The artist feels that this precarity and instability have always been part of Estonian life. “Estonia has always been on the frontline. This fragility is always present, shaping everything. My work is not directly political, but it’s influenced by this awareness. It affects how I paint, what I aim for. Nothing is certain.”
From Riga to Tallinn, these sensibilities echo one another and point to the same Baltic condition: the awareness that nothing is fixed, that institutions are fragile, and that art must respond to this tension, whether directly or through escapism.
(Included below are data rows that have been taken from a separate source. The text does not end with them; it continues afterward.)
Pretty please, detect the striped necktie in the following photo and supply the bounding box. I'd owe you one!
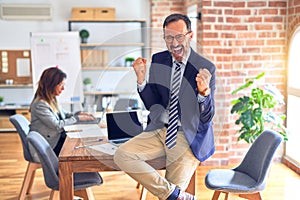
[166,62,182,149]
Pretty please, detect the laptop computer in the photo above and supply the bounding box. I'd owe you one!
[106,111,143,146]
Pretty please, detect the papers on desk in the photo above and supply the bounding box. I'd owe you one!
[64,124,107,138]
[89,143,118,155]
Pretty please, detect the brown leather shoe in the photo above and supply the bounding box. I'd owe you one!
[177,191,197,200]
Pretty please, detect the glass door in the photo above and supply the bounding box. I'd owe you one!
[286,27,300,166]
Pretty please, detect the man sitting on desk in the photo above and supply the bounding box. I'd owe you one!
[114,14,215,200]
[30,67,95,156]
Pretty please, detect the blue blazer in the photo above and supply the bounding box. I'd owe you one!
[139,49,216,162]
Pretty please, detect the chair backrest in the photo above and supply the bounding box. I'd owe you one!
[235,130,283,190]
[114,98,138,111]
[9,114,39,163]
[27,131,59,190]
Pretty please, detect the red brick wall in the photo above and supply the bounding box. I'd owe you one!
[151,0,294,165]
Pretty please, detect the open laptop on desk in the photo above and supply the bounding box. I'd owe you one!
[106,111,143,146]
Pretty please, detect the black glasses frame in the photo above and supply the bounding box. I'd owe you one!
[164,31,192,43]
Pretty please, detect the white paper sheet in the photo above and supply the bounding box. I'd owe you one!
[90,143,118,155]
[64,124,107,138]
[17,58,30,77]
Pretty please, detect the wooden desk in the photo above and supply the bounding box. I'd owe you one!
[58,137,195,200]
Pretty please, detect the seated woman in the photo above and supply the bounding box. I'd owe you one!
[30,67,95,156]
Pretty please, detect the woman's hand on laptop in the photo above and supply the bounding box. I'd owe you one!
[77,112,95,121]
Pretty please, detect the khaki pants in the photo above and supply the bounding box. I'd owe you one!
[114,128,199,199]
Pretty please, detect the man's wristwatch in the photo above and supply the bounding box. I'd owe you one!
[199,87,210,97]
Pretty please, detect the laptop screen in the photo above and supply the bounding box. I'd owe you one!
[106,111,143,140]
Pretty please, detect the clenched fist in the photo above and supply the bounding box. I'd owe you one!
[132,57,147,84]
[196,69,211,96]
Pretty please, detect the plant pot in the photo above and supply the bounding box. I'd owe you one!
[81,38,87,44]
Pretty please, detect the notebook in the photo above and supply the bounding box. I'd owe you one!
[106,111,143,145]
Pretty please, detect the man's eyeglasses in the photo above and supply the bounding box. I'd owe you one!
[164,31,191,43]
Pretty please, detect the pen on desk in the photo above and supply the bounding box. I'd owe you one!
[66,130,82,133]
[84,138,103,143]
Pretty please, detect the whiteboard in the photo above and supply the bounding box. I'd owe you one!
[30,32,84,103]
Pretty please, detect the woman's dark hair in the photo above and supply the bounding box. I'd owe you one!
[163,13,191,31]
[34,67,67,104]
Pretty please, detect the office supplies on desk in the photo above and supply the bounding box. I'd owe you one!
[106,111,143,146]
[90,143,118,155]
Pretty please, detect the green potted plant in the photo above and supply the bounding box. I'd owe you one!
[0,96,4,106]
[231,72,287,143]
[79,29,90,43]
[125,57,135,67]
[83,77,92,91]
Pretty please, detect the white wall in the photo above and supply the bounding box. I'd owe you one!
[0,0,150,104]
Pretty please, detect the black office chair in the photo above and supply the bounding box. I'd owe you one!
[9,114,42,200]
[205,130,283,200]
[27,131,103,199]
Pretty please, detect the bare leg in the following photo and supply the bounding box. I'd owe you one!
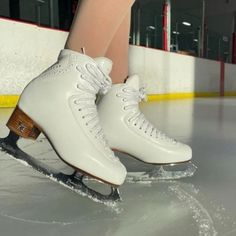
[106,10,131,84]
[65,0,134,57]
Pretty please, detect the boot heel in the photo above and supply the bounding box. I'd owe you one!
[7,107,41,140]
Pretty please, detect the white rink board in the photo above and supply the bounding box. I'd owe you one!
[225,64,236,92]
[0,18,236,95]
[130,46,222,94]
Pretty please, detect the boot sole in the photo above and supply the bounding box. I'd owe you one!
[6,106,119,188]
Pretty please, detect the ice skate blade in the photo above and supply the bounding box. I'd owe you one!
[0,131,121,206]
[126,161,197,183]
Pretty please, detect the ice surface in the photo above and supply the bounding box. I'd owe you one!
[0,99,236,236]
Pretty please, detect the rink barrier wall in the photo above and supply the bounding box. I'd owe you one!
[0,17,236,107]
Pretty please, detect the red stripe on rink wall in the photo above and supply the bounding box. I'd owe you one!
[220,61,225,97]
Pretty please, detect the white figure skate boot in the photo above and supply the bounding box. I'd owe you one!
[98,75,195,181]
[2,50,126,202]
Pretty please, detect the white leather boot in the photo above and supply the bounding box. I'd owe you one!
[98,75,192,164]
[7,50,126,186]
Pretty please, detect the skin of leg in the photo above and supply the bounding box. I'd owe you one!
[65,0,134,57]
[106,10,131,84]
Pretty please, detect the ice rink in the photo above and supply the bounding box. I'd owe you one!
[0,98,236,236]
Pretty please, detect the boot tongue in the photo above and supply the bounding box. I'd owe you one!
[125,75,141,91]
[94,57,112,76]
[125,75,147,102]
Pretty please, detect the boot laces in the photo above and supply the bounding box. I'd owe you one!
[117,87,178,144]
[74,63,115,159]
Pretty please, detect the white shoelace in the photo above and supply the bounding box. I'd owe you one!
[117,87,177,144]
[74,64,115,158]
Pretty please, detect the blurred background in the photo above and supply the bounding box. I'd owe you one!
[0,0,236,64]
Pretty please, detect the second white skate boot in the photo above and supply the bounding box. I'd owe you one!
[1,50,126,203]
[98,75,195,181]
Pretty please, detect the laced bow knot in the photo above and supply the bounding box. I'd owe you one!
[118,86,177,144]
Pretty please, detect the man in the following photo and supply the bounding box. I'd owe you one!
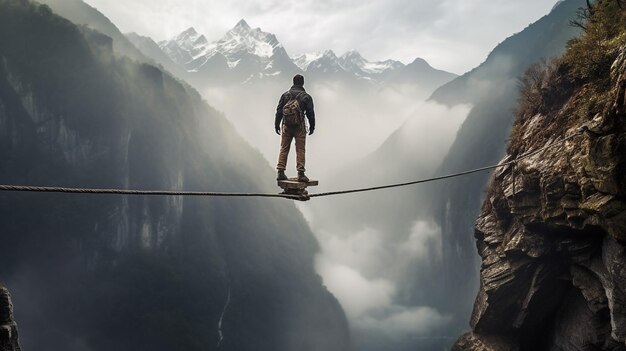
[274,74,315,182]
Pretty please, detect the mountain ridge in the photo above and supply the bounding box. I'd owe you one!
[159,19,456,85]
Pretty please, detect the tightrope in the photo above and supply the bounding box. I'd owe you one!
[0,128,585,200]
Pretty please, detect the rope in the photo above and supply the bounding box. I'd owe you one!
[309,129,583,198]
[0,185,301,200]
[0,129,584,201]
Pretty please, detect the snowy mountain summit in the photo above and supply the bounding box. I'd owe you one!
[159,19,294,79]
[159,19,455,85]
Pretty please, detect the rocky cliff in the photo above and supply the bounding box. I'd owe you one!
[0,285,20,351]
[0,0,351,351]
[454,1,626,350]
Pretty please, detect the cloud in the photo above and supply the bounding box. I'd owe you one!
[359,307,452,339]
[400,220,441,259]
[316,256,395,320]
[81,0,555,73]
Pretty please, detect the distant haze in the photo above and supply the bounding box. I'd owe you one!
[81,0,556,74]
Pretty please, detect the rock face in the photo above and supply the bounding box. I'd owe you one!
[0,285,20,351]
[453,49,626,350]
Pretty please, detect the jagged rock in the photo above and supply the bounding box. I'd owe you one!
[0,285,20,351]
[454,47,626,351]
[452,333,519,351]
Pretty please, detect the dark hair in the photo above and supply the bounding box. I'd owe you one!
[293,74,304,87]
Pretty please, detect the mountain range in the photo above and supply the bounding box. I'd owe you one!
[149,19,456,89]
[0,0,352,351]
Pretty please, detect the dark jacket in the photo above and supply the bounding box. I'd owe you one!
[274,85,315,130]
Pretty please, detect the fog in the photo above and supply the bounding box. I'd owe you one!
[204,78,471,350]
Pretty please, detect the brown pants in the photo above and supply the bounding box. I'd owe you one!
[276,125,306,172]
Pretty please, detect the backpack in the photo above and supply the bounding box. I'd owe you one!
[283,92,304,127]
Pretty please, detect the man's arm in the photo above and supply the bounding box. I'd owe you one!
[274,94,285,134]
[305,95,315,135]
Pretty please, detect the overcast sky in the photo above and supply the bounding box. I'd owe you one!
[86,0,556,73]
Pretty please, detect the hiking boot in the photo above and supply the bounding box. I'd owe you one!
[276,171,287,180]
[298,172,309,183]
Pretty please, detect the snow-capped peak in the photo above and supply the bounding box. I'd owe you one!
[233,18,252,31]
[207,20,282,60]
[339,50,404,76]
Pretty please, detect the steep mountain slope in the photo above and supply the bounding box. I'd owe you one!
[37,0,147,61]
[0,0,350,351]
[302,0,584,350]
[126,33,188,79]
[159,20,456,92]
[0,285,20,351]
[159,20,298,84]
[427,0,584,320]
[38,0,187,79]
[455,0,626,350]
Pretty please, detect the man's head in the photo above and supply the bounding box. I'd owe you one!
[293,74,304,87]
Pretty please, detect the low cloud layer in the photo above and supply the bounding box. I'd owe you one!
[86,0,556,73]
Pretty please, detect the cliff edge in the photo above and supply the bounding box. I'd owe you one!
[0,285,20,351]
[453,1,626,350]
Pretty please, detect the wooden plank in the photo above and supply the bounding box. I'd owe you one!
[278,178,319,189]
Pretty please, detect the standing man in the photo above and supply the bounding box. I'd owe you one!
[274,74,315,182]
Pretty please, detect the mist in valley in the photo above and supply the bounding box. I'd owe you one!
[197,75,471,350]
[0,0,571,351]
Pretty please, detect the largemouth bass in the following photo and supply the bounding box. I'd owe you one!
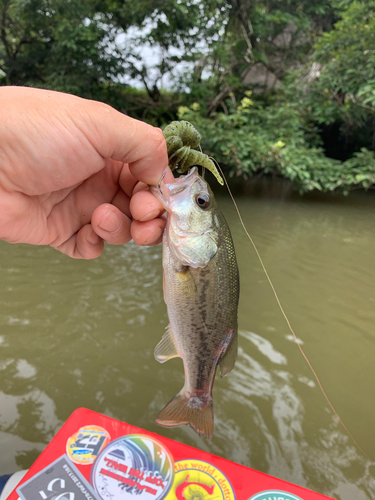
[152,168,239,438]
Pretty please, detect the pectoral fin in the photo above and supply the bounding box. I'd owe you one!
[219,332,238,377]
[154,325,179,363]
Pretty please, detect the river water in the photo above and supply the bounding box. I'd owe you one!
[0,186,375,500]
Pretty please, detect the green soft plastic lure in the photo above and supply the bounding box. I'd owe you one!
[163,120,224,186]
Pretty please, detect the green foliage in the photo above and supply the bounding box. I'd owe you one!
[0,0,121,99]
[179,93,375,194]
[0,0,375,192]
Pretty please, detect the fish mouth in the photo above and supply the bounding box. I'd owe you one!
[150,167,199,210]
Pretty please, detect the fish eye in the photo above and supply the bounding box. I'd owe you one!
[195,193,211,210]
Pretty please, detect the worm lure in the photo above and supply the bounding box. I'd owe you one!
[163,120,224,186]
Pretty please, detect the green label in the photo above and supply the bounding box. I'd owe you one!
[249,490,302,500]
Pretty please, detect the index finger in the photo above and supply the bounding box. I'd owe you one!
[85,103,173,186]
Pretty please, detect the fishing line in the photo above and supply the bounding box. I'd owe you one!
[210,157,371,460]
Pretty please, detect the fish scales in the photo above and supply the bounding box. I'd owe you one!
[153,169,239,437]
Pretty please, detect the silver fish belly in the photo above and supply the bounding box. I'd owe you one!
[151,169,239,438]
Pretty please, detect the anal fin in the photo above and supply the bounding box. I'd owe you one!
[156,389,214,439]
[219,331,238,377]
[154,325,179,363]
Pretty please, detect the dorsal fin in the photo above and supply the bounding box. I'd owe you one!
[154,325,179,363]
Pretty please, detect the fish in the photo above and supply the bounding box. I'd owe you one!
[151,167,239,439]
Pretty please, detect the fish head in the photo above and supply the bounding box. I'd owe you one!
[151,168,219,268]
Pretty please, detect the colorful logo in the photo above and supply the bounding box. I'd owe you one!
[166,459,236,500]
[90,434,174,500]
[249,490,302,500]
[66,425,111,465]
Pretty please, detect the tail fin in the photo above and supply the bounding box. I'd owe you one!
[156,390,214,439]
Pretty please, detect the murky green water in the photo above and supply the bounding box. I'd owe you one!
[0,188,375,500]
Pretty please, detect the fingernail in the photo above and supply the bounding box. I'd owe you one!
[139,210,160,222]
[86,229,100,245]
[143,227,164,245]
[98,210,121,233]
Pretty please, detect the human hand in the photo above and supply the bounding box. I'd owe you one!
[0,87,173,259]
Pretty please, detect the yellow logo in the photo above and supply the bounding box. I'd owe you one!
[66,425,111,465]
[165,459,236,500]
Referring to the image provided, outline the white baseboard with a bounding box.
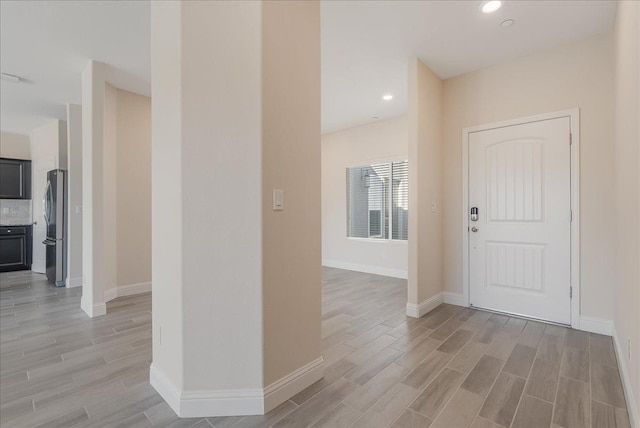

In those different modalities, the Simurgh evoked by Survival Kit provides a powerful metaphor of an operating system. The myth in the Persian poem The Conference of the Birds recounts hundreds of birds setting out to find the mythical creature, and after an arduous journey only thirty remain. When they finally arrive, they discover there is no Simurgh, only themselves, reflected back as a collective.
“The pun is literal: in Persian, si means thirty and murgh means birds. So ‘Simurgh’ is just ‘thirty birds,’” explains Payam. “At the end of six hundred pages of mystical poetry, you get what is essentially a bad pun, and that collapse between the metaphysical and the comic is something we loved. It’s rare to end a metaphysical epic with wordplay, but it’s precisely in that deflation, that mix of the esoteric and the ridiculous, that the message lands: survival and transcendence happen in the collective, not the singular. It’s about realizing that you, together, are the very thing you were searching for.”